PHOTODYNAMIC INACTIVATION OF BACTERIOPHAGE AND ITS INHIBITION

Abstract

Inactivation of the T-series of Escherichia coli phages by photodynamic action was studied using 25 dyes. Phage particles suspended in buffered [image]/60,000 solution of dyes were irradiated by visible light. Inactivation of phage particles was essentially an exponenital function of the time of irradiation. The velocity constants for various active dyes and 7 phages comprising 4 serological groups were measured. The order of activity of the dyes by serological group was as follows: T1 -methylene blue > toluidine blue > acridine orange, acrif lavine, brilliant cresyl blue; T3 and T7 -acridine orange > methylene blue > toluidine blue > acriflavine > brilliant cresyl blue; T5 -methylene blue > toluidine blue > acridine orange > acriflavine > brilliant cresyl blue.
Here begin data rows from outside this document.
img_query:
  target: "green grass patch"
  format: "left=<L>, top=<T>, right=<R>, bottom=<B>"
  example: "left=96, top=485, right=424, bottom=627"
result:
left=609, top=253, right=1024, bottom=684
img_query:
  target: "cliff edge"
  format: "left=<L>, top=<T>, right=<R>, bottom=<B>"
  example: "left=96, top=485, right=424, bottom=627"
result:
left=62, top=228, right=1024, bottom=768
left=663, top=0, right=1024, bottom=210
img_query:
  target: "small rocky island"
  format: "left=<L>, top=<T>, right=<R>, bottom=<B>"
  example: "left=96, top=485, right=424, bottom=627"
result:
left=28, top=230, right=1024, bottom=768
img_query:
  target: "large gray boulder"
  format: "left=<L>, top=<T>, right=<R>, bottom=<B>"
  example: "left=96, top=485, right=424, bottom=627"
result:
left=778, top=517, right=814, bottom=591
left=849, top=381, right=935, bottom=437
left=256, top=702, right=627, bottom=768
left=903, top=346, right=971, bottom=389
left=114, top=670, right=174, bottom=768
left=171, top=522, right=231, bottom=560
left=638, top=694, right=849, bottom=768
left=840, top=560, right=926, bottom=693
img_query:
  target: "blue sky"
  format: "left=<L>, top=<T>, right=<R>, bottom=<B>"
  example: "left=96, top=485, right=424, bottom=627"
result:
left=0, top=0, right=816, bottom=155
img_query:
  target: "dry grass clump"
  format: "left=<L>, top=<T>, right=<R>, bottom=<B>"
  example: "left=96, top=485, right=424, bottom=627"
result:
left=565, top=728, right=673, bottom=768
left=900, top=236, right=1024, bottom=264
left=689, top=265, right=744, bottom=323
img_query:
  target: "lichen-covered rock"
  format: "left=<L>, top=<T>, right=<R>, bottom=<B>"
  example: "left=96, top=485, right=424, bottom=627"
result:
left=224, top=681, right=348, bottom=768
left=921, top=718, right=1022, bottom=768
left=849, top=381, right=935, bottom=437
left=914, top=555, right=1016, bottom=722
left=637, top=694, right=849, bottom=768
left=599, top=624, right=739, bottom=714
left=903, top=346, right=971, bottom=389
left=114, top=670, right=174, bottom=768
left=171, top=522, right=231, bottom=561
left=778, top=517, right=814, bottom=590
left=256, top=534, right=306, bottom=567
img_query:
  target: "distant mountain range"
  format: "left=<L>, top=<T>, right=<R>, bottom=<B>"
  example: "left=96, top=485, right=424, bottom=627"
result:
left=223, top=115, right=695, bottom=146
All dyes were inactive on the T2, T4, and T6 group. Phages in the same serological group showed similar sensitivities, but in different groups showed remarkably different sensitivities, suggesting that some phage constituents have a specific affinity for the dyes. The mechanism of the photodynamic action was studied using T5 as a test material. The results were interpreted by the hypothesis that phage particles have some receptor substance (substance, X, perhaps deoxyribonucleic acid) which combined reversibly with the dye to produce a potentially photosensitive complex, which upon excitation by visible light lead to inactivation of phage particles. Kinetic data of the photodynamic action fitted well the Michaelis-Menthen equation of enzyme kinetics. Some dyes (crystal violet and methyl green) which are structually similar to active dyes (methylene blue, and toluidine blue) inhibited the photodynamic action of the active dyes. Kinetic analysis showed that the dyes competed with each other for combination with the substance X.